Op de rand van een recessie

Het optimisme waarmee men naar de Mexicaanse economie kijkt, staat in schril contrast met de realiteit van het land, dat met de huidige regering alweer een ontgoocheling rijker is.

De financiële berichten cultiveerden de idee dat het aantreden van Enrique Peña Nieto als nieuwe president (op 1 december 2012, na een comfortabele overwinning) en een combinatie van gunstige mondiale economische factoren de grote vlucht vooruit van de Latijns-Amerikaanse reus zou inzetten.

De term ‘Mexico’s Moment’ geraakte in zwang in investeringskringen. De gespecialiseerde internationale pers sloofde zich uit in lofbetuigingen voor het team economische medewerkers van de president, met aan het hoofd de secretaris voor Financiën Luis Videgaray Caso –een jonge technocraat van 45, opgeleid in de VS.

De zo verwachte take off bleef een verre fantasie, want de Mexicaanse economie kende in 2013 een sterke vertraging van de groei.

De tweede dag van de nieuwe regering werd er door de drie belangrijkste partijen een erg omstreden pact ‘voor de economische en politieke democratisering van Mexico’ gesloten.

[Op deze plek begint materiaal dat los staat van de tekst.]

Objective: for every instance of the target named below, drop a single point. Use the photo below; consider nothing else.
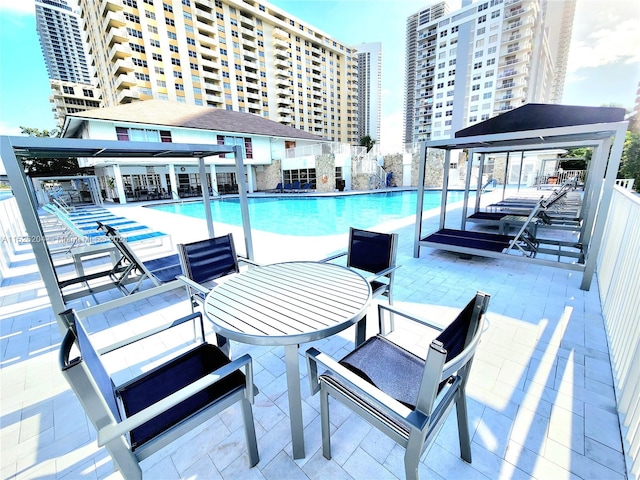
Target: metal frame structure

Diepgaande hervormingen, op fiscaal vlak, hervormingen in telecommunicatie en in de energiesector, wakkerden de euforie aan van hen die in het Mexicaanse Moment geloofden.

Maar de zo verwachte take off bleef een verre fantasie, want de Mexicaanse economie kende in 2013 een sterke vertraging van de groei, waardoor het land op de rand van een recessie balanceert.

Vicieuze cirkel van armoede

Toen het NAFTA-verdrag op 1 januari 1994 van kracht werd (North American Free Trade Association, het Associatieverdrag tussen Mexico, Canada en de VS) is er iets gelijkaardigs gebeurd. Een andere “hervormingsgezinde” president, Carlos Salinas de Gortari, beloofde toen aan de Mexicanen met NAFTA een historische impuls te geven aan de mogelijkheden van het land, en de overgang van Mexico naar de Eerste Wereld te verzekeren. De internationale pers liet die boodschap euforisch weergalmen in de hele wereld.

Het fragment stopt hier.